Open me21 opened 5 years ago
No, you're not. Request params will contain only the values passed after the question mark in the request URL, like https://esp32.local/?foo=bar which will lead to bar
being assigned to parameter foo
.
Both x-www-form-urlencoded
and multipart/form-data
will send the form data to the body of the POST request (see these MDN examples for the details on the differences in data structure).

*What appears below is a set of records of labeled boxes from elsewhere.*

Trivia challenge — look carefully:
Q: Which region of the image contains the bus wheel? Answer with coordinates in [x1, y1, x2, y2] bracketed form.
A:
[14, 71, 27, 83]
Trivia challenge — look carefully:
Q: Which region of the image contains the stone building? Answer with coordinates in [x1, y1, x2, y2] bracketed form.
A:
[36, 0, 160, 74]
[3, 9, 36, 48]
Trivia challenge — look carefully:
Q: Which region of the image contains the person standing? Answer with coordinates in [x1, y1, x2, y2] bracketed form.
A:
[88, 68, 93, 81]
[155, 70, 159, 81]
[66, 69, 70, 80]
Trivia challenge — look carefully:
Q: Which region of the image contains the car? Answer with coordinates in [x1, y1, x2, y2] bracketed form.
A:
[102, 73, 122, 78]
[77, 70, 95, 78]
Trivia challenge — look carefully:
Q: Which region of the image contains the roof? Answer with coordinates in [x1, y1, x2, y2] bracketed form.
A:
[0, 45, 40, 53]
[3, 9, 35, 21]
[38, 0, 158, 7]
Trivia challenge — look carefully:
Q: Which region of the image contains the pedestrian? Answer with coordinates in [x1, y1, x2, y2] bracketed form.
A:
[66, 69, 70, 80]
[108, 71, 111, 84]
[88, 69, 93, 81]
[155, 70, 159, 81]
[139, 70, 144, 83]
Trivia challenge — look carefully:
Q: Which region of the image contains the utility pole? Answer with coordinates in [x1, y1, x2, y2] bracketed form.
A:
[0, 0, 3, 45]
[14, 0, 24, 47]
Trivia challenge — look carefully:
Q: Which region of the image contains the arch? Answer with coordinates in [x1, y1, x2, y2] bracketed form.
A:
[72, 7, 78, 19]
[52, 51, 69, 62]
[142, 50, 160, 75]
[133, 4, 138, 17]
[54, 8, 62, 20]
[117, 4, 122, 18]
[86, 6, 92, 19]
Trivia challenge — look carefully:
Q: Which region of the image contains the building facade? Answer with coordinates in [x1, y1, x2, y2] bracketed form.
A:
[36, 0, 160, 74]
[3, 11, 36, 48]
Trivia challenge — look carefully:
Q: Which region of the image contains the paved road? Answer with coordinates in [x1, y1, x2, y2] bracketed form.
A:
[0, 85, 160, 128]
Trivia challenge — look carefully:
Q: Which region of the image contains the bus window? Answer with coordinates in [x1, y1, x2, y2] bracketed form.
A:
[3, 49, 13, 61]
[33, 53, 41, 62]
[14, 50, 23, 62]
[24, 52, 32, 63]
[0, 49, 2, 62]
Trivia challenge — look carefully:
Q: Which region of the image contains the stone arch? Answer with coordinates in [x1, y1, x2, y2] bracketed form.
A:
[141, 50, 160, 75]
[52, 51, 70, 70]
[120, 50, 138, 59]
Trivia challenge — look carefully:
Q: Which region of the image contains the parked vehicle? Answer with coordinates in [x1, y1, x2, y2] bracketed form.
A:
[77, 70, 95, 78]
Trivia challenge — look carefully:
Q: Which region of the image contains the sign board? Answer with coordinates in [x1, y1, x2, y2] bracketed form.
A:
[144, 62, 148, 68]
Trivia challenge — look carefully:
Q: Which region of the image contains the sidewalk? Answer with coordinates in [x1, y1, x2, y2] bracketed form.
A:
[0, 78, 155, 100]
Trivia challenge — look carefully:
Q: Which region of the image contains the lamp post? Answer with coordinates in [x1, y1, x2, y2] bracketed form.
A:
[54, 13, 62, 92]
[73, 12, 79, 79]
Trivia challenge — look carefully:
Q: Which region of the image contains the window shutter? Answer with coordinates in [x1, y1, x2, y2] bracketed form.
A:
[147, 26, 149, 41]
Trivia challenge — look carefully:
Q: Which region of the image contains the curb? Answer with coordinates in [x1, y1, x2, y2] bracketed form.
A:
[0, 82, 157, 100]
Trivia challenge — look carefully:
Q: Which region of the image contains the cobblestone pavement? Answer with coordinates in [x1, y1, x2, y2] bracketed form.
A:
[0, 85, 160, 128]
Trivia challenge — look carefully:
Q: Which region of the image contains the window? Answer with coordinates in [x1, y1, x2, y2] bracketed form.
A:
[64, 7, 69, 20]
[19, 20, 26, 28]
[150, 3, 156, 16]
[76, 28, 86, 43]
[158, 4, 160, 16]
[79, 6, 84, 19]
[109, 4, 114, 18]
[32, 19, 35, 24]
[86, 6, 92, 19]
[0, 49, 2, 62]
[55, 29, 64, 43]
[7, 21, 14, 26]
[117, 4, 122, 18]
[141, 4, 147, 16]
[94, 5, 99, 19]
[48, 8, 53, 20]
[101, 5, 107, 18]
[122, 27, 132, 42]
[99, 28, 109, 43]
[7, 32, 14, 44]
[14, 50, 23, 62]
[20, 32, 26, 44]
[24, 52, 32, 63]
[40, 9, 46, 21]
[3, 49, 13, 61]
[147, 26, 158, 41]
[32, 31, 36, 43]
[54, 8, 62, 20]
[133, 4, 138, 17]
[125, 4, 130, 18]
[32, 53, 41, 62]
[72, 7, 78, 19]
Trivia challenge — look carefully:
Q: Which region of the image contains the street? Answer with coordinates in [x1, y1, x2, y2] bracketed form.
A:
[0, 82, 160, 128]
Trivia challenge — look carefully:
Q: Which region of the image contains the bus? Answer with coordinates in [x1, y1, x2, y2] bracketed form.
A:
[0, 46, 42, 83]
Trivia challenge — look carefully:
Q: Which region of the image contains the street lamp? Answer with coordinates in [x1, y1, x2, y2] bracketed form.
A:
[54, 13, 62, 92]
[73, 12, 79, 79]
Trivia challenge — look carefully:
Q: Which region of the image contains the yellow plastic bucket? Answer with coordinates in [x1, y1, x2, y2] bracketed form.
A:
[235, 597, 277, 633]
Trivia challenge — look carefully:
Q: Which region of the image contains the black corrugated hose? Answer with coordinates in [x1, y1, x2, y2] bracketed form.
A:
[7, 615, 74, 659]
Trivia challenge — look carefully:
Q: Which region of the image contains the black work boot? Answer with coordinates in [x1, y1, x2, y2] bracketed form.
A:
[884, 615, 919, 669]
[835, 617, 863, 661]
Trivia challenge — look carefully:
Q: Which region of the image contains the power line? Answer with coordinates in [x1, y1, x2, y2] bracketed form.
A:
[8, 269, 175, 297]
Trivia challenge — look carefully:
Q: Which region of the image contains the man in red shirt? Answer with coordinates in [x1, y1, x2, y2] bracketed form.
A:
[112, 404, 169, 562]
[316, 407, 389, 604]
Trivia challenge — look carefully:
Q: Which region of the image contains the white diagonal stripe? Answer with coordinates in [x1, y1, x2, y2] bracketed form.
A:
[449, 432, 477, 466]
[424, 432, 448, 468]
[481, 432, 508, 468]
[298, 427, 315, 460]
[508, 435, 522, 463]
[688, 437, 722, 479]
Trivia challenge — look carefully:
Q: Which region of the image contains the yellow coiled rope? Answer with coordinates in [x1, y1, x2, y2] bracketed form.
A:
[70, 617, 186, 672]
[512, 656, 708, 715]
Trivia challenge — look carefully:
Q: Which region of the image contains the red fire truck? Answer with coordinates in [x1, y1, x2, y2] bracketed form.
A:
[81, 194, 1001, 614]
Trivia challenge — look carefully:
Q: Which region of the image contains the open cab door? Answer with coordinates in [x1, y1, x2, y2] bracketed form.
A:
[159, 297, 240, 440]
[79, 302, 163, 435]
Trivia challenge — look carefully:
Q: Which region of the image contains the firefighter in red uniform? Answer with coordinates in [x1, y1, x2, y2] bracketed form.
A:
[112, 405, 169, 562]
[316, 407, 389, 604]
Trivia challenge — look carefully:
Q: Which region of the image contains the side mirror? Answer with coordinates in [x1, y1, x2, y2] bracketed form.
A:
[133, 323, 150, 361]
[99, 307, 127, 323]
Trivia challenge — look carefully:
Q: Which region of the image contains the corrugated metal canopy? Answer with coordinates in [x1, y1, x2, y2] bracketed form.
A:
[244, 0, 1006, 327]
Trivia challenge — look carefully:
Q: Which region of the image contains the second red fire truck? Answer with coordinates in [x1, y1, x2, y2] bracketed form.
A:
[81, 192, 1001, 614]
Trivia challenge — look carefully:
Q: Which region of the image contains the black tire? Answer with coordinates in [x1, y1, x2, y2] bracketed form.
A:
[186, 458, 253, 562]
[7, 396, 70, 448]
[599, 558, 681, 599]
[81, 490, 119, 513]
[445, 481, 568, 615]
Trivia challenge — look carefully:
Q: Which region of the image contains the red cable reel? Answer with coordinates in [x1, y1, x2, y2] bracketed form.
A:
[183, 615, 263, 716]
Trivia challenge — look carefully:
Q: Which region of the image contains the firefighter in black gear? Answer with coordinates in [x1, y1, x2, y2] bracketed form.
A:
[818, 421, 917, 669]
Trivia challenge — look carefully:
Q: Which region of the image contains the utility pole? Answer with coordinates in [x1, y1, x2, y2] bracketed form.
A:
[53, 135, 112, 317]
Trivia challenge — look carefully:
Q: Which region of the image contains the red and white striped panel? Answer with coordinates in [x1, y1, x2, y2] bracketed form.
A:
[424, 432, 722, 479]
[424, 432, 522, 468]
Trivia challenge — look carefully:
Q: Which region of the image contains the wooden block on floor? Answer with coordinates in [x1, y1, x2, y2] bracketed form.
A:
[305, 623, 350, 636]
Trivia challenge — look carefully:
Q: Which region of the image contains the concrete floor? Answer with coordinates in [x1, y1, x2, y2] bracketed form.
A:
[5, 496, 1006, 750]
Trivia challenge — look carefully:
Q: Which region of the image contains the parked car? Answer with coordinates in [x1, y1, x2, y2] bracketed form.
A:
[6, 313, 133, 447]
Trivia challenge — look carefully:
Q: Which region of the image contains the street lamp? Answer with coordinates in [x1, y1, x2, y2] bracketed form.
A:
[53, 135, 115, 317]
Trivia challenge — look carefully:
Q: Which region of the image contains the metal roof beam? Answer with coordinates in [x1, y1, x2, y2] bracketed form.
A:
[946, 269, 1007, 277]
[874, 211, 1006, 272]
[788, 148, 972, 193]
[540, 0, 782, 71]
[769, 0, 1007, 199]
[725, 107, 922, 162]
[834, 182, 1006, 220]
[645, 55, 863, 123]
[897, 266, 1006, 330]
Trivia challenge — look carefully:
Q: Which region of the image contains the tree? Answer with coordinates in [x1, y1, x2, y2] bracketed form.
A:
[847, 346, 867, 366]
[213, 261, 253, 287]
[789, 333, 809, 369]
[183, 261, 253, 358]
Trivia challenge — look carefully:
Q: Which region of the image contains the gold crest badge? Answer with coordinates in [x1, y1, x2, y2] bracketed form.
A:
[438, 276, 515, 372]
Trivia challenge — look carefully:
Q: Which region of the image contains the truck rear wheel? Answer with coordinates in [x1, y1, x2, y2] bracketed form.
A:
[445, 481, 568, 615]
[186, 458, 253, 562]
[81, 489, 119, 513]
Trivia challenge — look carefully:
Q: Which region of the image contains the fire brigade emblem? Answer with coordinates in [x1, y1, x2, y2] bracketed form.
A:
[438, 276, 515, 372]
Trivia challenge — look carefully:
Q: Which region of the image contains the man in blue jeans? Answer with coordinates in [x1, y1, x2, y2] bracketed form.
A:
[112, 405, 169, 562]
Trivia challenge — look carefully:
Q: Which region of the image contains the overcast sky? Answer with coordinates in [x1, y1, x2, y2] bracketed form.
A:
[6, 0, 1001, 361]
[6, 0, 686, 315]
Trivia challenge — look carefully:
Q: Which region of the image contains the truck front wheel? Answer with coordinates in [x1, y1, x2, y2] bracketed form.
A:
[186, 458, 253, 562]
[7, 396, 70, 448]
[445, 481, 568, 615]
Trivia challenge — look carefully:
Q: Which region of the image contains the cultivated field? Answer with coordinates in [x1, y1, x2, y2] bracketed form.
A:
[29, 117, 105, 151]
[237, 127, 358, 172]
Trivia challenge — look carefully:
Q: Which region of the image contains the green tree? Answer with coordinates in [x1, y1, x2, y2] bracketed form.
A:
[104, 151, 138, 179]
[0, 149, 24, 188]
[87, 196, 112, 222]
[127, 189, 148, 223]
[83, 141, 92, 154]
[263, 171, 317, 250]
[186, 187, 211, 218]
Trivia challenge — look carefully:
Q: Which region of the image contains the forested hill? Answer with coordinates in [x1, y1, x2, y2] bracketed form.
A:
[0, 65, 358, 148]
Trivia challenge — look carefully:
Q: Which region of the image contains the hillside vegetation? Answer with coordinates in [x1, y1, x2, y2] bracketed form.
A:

At the moment, the server library does not support any special form body parsing, as I expected it mostly to be used for REST-like services, which can use other third-party libraries like ArduinoJSON. So by now, you would have to do it on your own by reading the request body. If you use urlencoded forms, you could start by reusing my implementation for parsing URL parameters. Besides the initial ?
character, it should be very similar (be aware of #19 in case you're sending other things than letters or numbers).
I'll tag this as a feature requests, but as you might've seen by my reaction on other issues, I'm a bit short on time at the moment.
I totally understand. Thanks for replying. I need to upload files to ESP32, so I guess I need multipart/form-data here. I'll try to implement request body handling myself, thanks!
For uploading files, multipart/form-data
is the only way to go anyway, otherwise you would only get the name of the uploaded file, not its contents.
If you need to stick to plain HTML forms, that's also the only option I know for uploading files. So you'll need to parse the Content-Type
request header for the boundary (or – more easily – read the first line of body, if you really trust your client) and then split the body parts.
The only other option that comes to my mind is to read the file in the browser with client side JavaScript and send a custom POST XHR to the server that contains only the file's content as body. Then you could just read the whole request body on the server. But that might not be feasible in every use case and it's only an easier solution if you've got some experience with JS and the characteristics of various browser's JS engines.
I've implemented multipart/form-data
parsing. I have no obvious bugs on a simple form with one file input and one text input.
I'm attaching my source code here for future reference as a starting point. Of course, it is far from perfect. For now, it keeps the entire field value in memory, which makes big files handling impossible. Instead, it should call the handler for every received chunk of the file. Oh well.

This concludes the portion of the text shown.